Infrastructure Monitoring:

Datadog claims it competes against on-premise infrastructure monitoring tools that don’t work quite well in a world of distributed systems and micro-services like CA Technologies, BMC, Microfocus, Microsoft and IBM.

Company also competes with homegrown solutions that leverage open source solutions like Graphite and Nagios but the downside of these solutions are that engineers are required to integrate with data sources and other vendors and aren’t built for DevOps colloboration.

Other cloud-focused monitoring competitors include Kibana (Elastic), Grafana (open source), and SignalFx (acquired by Splunk for ~$1b). Grafana, in particular, is quite interesting since its an open-source alternative to Datadog (you fork their repo here and start visualizing logs and metrics) and the visualizations are stunning. Because Grafana is open source, it’s free and I suspect a phenomenal GTM for Grafana as it acts as a “free trial”. Grafana does have an enterprise product that has “premium plugins” and “enterprise security” features like locking down sensitive data and clearly states what goes into open source and enterprise product. The business just raised its $24m Series A from Lightspeed. My guess is Grafana is the biggest threat to Datadog moving forward since its a “free” open-source alternative to Datadog — one of the biggest complaint about Datadog is that it’s too expensive (see this Reddit thread and this Runnable article).

Datadog also competes with the cloud vendor’s own solutions like AWS Cloud Watch and GCP and Azure’s cloud infrastructure monitoring solutions.

Application Performance Monitoring:

It’s interesting to note that Datadog just got into the Application Performance Monitoring space in 2017 (~2 years ago) and the number of public SaaS competitors.

Competitors include Appdynamics (Cisco acquired in early 2017), New Relic (NYSE: NEWR), Dynatrace (NYSE: DT), Solarwinds (NYSE:SWI), and Splunk’s own APM product.

Start up competitors include Lightstep ($70m raised, Microservices and Serverless APM and Observability) and Instana ($57m raised, APM for microservices)

Log Management: Splunk’s recent acquisition of SignalFx puts Splunk directly competitive with Datadog across all three product verticals. It’s interesting that both are ~$300m ARR growing 80% YoY. Other competitors in the log management market include Elastic (NYSE: ESTC), Splunk, Sumo Logic, and LogDNA.

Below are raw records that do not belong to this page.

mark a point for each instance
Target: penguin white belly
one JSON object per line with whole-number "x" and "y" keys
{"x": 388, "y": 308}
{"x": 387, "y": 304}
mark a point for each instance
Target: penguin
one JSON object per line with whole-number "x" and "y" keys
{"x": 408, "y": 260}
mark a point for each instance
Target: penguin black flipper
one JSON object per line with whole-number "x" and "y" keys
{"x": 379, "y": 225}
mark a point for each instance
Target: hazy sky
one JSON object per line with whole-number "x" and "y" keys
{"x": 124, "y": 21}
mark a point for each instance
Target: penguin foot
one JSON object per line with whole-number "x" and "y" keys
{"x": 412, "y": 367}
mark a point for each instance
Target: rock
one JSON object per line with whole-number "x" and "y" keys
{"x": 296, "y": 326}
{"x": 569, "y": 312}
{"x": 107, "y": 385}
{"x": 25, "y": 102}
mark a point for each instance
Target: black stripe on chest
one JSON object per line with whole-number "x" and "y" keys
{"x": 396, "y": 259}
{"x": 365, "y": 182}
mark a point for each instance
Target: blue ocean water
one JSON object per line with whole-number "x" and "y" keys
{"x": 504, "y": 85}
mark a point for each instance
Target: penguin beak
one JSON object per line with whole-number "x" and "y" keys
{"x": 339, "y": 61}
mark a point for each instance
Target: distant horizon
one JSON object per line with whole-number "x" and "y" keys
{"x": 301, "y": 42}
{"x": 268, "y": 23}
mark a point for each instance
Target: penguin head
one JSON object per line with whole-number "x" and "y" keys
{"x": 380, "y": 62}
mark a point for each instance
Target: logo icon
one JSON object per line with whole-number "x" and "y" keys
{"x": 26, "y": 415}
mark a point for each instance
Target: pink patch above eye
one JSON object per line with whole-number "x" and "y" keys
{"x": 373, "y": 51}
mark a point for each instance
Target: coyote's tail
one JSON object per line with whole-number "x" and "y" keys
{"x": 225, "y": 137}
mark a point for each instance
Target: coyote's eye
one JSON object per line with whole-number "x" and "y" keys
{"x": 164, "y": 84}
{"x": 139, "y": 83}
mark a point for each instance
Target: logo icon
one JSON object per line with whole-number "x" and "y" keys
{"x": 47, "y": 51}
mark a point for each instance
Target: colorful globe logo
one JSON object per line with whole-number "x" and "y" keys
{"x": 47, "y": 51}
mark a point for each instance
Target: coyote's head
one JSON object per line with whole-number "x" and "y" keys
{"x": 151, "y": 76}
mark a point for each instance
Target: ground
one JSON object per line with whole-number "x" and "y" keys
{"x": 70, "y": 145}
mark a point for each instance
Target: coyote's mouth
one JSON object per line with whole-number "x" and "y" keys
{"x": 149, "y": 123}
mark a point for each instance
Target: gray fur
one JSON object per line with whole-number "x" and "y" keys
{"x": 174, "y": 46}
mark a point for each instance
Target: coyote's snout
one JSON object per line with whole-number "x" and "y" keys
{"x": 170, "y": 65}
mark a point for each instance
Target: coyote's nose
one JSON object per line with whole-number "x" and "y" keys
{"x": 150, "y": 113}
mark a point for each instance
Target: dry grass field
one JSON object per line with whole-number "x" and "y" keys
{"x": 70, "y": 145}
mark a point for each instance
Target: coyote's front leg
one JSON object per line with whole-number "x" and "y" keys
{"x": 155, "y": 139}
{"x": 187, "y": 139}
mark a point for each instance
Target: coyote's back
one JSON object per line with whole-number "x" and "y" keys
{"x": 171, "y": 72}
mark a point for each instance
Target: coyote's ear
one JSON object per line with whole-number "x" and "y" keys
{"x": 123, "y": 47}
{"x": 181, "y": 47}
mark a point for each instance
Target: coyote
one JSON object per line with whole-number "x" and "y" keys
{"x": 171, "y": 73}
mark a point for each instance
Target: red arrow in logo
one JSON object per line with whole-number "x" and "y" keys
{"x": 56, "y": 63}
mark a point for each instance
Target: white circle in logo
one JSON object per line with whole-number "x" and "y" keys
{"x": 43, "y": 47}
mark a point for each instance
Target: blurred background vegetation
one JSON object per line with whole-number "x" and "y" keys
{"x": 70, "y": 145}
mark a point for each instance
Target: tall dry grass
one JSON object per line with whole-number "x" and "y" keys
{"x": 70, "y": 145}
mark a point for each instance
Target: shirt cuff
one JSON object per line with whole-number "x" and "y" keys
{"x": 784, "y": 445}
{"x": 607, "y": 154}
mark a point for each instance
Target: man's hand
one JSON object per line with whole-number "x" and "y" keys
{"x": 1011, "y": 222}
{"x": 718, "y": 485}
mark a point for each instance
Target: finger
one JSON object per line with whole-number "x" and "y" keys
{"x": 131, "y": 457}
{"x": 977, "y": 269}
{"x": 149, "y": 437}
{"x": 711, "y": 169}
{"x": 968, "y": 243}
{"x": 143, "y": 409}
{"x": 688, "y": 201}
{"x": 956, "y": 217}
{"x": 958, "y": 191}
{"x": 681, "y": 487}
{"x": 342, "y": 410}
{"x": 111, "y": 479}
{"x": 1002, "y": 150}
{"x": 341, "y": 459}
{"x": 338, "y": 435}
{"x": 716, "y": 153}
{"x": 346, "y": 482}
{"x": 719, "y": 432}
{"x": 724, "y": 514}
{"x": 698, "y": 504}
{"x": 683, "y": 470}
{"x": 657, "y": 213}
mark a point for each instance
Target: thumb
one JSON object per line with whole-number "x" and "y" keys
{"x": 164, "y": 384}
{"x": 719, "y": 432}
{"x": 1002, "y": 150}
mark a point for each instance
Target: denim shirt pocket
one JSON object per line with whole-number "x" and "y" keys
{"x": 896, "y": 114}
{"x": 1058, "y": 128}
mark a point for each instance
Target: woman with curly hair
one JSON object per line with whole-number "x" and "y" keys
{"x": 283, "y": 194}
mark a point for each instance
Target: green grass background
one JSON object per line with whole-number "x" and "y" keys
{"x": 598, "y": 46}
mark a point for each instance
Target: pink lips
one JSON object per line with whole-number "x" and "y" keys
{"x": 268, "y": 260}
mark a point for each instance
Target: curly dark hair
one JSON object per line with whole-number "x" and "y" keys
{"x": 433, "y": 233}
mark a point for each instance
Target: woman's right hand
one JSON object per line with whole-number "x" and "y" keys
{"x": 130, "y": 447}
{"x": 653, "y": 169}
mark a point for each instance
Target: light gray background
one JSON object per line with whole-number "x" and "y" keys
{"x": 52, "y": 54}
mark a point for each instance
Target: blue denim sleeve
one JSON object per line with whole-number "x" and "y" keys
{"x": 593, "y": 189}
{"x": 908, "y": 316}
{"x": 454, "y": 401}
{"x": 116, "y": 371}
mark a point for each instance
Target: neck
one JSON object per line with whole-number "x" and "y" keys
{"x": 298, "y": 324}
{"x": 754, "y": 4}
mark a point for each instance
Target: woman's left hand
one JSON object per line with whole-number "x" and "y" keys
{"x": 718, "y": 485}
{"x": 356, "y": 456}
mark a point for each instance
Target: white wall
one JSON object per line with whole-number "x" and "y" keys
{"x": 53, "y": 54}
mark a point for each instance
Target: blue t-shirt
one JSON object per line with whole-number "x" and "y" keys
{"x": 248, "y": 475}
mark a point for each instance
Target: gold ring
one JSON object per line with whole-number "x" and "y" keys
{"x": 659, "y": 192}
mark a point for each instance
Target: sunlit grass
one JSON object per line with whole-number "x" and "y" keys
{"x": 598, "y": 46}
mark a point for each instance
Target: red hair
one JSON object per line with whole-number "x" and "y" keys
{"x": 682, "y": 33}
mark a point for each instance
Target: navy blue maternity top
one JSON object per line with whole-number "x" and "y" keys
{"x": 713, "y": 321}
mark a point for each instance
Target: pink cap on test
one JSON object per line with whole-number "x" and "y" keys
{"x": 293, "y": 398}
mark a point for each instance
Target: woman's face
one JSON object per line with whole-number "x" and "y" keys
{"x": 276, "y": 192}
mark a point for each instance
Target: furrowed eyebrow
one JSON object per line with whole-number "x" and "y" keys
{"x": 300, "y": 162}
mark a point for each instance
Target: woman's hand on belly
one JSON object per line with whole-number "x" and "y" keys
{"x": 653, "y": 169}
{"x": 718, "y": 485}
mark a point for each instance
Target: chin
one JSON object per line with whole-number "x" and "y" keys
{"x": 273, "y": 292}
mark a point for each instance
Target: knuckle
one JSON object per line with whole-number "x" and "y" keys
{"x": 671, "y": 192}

It’s worth noting that Datadog is growing more quickly than most of its public market SaaS competitors particularly Elastic, Appdynamics (acquired by Cisco), Dynatrace, Splunk, New Relic and Solar Winds.

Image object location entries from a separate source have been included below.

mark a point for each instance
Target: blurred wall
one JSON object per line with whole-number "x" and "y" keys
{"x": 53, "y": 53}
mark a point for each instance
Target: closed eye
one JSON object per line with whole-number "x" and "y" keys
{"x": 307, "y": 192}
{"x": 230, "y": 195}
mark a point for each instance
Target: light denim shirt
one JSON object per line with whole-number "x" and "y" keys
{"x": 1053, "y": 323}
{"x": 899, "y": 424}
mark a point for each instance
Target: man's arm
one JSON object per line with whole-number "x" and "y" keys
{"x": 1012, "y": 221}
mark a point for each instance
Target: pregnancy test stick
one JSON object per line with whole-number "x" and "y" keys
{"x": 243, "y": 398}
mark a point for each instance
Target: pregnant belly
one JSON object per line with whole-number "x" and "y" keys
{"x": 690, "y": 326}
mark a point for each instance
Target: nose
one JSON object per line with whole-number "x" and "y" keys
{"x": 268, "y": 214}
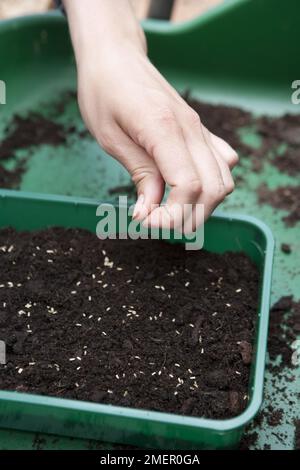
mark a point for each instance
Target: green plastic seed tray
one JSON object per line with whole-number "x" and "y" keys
{"x": 21, "y": 411}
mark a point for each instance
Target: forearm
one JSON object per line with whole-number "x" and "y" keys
{"x": 97, "y": 25}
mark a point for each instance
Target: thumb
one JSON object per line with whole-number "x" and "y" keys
{"x": 144, "y": 173}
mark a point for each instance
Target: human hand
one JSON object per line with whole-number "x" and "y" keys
{"x": 139, "y": 119}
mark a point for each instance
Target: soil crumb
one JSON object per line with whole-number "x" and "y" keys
{"x": 132, "y": 323}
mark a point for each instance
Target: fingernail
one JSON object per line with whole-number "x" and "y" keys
{"x": 138, "y": 206}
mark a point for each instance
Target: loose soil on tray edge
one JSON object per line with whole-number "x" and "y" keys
{"x": 132, "y": 323}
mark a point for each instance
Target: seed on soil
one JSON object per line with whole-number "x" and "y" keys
{"x": 148, "y": 341}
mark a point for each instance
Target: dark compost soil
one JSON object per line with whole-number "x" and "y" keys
{"x": 132, "y": 323}
{"x": 225, "y": 121}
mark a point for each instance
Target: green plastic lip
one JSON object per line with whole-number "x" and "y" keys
{"x": 167, "y": 418}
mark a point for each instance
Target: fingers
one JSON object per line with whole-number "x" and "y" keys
{"x": 224, "y": 150}
{"x": 143, "y": 170}
{"x": 212, "y": 165}
{"x": 163, "y": 139}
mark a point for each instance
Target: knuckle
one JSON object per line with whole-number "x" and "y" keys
{"x": 193, "y": 187}
{"x": 192, "y": 117}
{"x": 233, "y": 159}
{"x": 108, "y": 141}
{"x": 215, "y": 194}
{"x": 166, "y": 117}
{"x": 230, "y": 187}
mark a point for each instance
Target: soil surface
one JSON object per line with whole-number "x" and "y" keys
{"x": 225, "y": 121}
{"x": 132, "y": 323}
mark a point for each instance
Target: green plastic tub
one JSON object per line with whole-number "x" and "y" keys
{"x": 127, "y": 425}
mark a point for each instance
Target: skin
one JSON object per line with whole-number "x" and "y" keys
{"x": 140, "y": 119}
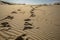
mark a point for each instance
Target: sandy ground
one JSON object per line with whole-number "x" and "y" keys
{"x": 45, "y": 22}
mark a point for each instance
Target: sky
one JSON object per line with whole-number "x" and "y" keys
{"x": 32, "y": 1}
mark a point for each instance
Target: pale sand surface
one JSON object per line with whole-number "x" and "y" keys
{"x": 46, "y": 22}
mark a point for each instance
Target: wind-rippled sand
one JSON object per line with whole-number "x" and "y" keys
{"x": 44, "y": 22}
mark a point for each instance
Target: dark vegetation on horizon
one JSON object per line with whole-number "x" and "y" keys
{"x": 3, "y": 2}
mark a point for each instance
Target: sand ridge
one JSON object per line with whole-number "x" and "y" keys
{"x": 36, "y": 22}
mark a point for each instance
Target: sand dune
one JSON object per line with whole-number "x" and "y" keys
{"x": 30, "y": 22}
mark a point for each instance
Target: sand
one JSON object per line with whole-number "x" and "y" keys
{"x": 44, "y": 22}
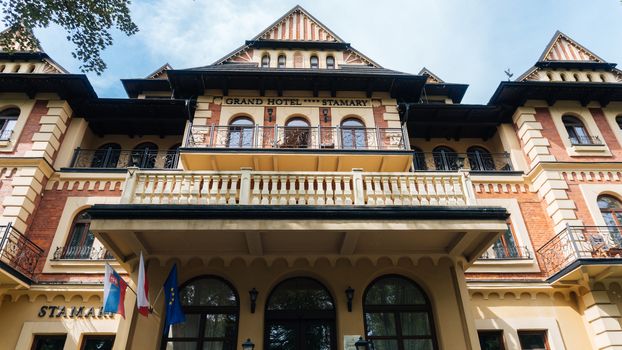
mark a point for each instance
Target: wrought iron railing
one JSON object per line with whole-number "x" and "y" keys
{"x": 284, "y": 137}
{"x": 585, "y": 140}
{"x": 111, "y": 158}
{"x": 18, "y": 252}
{"x": 82, "y": 253}
{"x": 507, "y": 253}
{"x": 449, "y": 161}
{"x": 580, "y": 242}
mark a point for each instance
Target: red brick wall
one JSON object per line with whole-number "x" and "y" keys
{"x": 44, "y": 221}
{"x": 24, "y": 143}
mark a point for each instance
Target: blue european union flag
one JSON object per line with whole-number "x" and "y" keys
{"x": 174, "y": 313}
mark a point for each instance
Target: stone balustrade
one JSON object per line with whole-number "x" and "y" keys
{"x": 248, "y": 187}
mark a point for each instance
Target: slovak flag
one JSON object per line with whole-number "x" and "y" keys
{"x": 143, "y": 289}
{"x": 114, "y": 292}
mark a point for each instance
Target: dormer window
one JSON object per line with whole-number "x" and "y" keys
{"x": 265, "y": 61}
{"x": 315, "y": 63}
{"x": 330, "y": 62}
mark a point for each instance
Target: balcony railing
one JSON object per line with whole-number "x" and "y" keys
{"x": 297, "y": 188}
{"x": 580, "y": 242}
{"x": 18, "y": 252}
{"x": 285, "y": 137}
{"x": 585, "y": 140}
{"x": 82, "y": 253}
{"x": 119, "y": 159}
{"x": 448, "y": 161}
{"x": 507, "y": 253}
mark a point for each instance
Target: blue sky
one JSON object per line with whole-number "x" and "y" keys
{"x": 462, "y": 41}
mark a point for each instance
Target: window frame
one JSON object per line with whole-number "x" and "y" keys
{"x": 202, "y": 311}
{"x": 87, "y": 337}
{"x": 8, "y": 115}
{"x": 396, "y": 310}
{"x": 498, "y": 332}
{"x": 38, "y": 337}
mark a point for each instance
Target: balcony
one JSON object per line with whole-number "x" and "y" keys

Since Datadog is a fast growth SaaS company, it’ll likely get valued on a Next-Twelve-Month ARR multiple.

The fastest growing SaaS companies (90%+ YoY) like Zoom, Crowdstrike trade for 20–25x+ NTM ARR and other fast growth companies (40–80% YoY growth) like Zscaler, Alteryx, Twilio, Slack, MongoDB trade between 13–18x NTM ARR.

Using 13–18x NTM ARR as a rough ball park and assuming Datadog grows 85% (see growth persistence) of its currently growth rate of 82% so roughly ~70% YoY, Datadog should be~$560m ARR 12 months from now which implies $7.28b — $10b enterprise value.

The >5% institutional shareholders are Index Ventures (20%), Openview (16%), ICONIQ (11.3%), and RTP (8.2%). Olivier (Co-founder/CEO) owns 14.1% and Alexis (Co-founder/CTO) owns 8.9%.


Datadog is riding the wave of companies moving towards the cloud and is spearheading the best practices of Developers and Technical Operations teams (DevOps) working together within Datadog’s platform. The business continues to grow rapidly with best-in-class sales efficiency and retention. We believe Datadog will have a very successful IPO and are excited to see where the business goes. Congratulations to Olivier, Alexis and the Datadog team!


  • I am not a financial advisor and I’m also not an investor in Datadog. This post is not meant to be investment advice.
  • I borrow some of the same graphs that Alex Clayton uses in his S-1 breakdowns because they’re smart and important.